Ihlas Haber Ajansı tarafından
06 Ekim, 2024 20:00 tarihinde yayınlandı
A+ A-
Okuma Süresi: 2dk
Yorum Sayısı: 0

BARÜ’nün spor bilimlerine yönelik araştırmalarına TÜBİTAK’tan destek

Bartın Üniversitesinin (BARÜ) nitelikli sporcu ve antrenör yetiştirilmesi noktasında desteklenen TÜBİTAK projeleriyle spor bilimlerinde yeni teknolojiler geliştirilecek.
Bartın Üniversitesi (BARÜ) Spor Bilimleri Fakültesi öğretim elemanlarının projeleri TÜBİTAK “1001-Bilimsel ve Teknolojik Araştırma Projelerini Destekleme Programı” kapsamında açılan “Spor Araştırmaları” başlıklı çağrısı neticesinde desteklenmeye değer bulundu.
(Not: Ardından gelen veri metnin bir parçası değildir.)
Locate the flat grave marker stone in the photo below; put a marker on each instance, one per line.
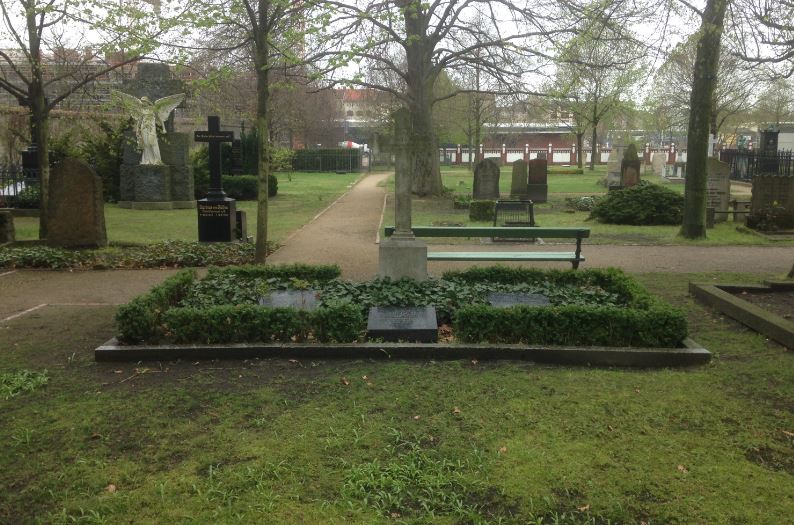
(506, 300)
(299, 299)
(403, 323)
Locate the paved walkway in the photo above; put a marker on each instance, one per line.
(345, 234)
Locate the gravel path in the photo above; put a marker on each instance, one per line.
(345, 233)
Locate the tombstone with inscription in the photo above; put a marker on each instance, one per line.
(486, 180)
(658, 162)
(403, 323)
(156, 173)
(718, 187)
(518, 185)
(630, 167)
(76, 208)
(217, 213)
(538, 187)
(613, 170)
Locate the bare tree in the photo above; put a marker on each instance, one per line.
(734, 92)
(49, 65)
(415, 41)
(266, 35)
(704, 84)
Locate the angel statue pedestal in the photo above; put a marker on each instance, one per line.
(155, 172)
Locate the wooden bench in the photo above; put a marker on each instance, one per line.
(574, 257)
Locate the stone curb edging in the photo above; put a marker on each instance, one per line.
(691, 354)
(719, 296)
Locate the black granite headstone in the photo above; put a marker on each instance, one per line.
(300, 299)
(217, 214)
(506, 300)
(399, 323)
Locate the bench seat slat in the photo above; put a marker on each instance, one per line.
(517, 232)
(503, 256)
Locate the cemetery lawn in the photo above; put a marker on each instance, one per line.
(297, 202)
(281, 441)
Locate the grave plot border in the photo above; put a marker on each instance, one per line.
(690, 354)
(720, 297)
Kabul gören iki projesiyle BARÜ; spor ve sporla ilişkili alanlarda yeni bilgi üretilmesi, yenilikçi yaklaşımların geliştirilmesi ve bilimsel verilerle ortaya konulması üzerine çalışmalar gerçekleştirecek.
As-Tohm projesiyle olimpik sporcu hazırlama modeli geliştirilecek
Prof. Dr. Bilal Demirhan’ın yürütücülüğünde “As-Tohm: Akıllı Sistem Destekli Türkiye Olimpik Sporcu Hazırlama Modelinin Geliştirilmesi” başlıklı proje ile olimpiyatlar başta olmak üzere uluslararası spor organizasyonlarında Türkiye’yi temsil edecek elit sporcu sayısı ve madalya kazanımının artırılması amaçlanıyor. Yerli ve milli imkânlarla geliştirilecek akıllı sistem tabanlı uygulama ile sporcuların performansları analiz edilerek kişiye özel en uygun hazırlık süreçleri belirlenecek.
Gazi Üniversitesinden Prof. Dr. Mehmet Günay danışmanlığındaki projede araştırma ekibi olarak Bolu Abant İzzet Baysal Üniversitesinden Prof. Dr. Kemal Polat, Necmettin Erbakan Üniversitesinden Prof. Dr. Mürsel Biçer, BARÜ’den Doç. Dr. Ayça Genç, Doç. Dr. Ender Eyuboğlu, Dr. Öğr. Üyesi Serkan Aksu, Dr. Öğr. Üyesi Hakan Öcal, Dr. Öğr. Üyesi Recep Aydın, Dr. Öğr. Üyesi Bayram Akgül çalışmalarıyla katkı sunacak.
Mobil Tabanlı Tavsiye Sistemi ile antrenör yetiştirme süreci iyileştirilecek. BARÜ Spor Bilimleri Fakültesinden Doç. Dr. Sercan Kural’ın yürütücülüğündeki “Nitelikli Antrenör Yetiştirmede Mobil Tabanlı Tavsiye Sisteminin Tasarlanması ve Etkililiğinin Değerlendirilmesi (MTTS)” adlı proje ise antrenör yetiştirme sürecini iyileştirerek nitelikli antrenör sayısını arttırmayı hedefliyor. Proje kapsamında geliştirilecek Mobil Tabanlı Tavsiye Sistemi ile antrenörlerin uzmanlık alanlarına yönelik detaylı bilgi edinmeleri ve becerilerini geliştirmeleri sağlanarak eğitmenlik pratikleri desteklenecek. Göz izleme (Eye Tracking) teknolojisinin de kullanılacağı proje çalışmalarında BARÜ Dijital Yetkinlik Merkezi Laboratuvarından yararlanılacak. Projede araştırmacı olarak BARÜ’den Prof. Dr. Fatma Gizem Karaoğlan Yılmaz, Prof. Dr. Ramazan Yılmaz, Dr. Öğr. Üyesi Gürkan Elçi ile Dr. Öğr. Üyesi Şeyma Çağlar Özhan çeşitli çalışmalar yürütecek.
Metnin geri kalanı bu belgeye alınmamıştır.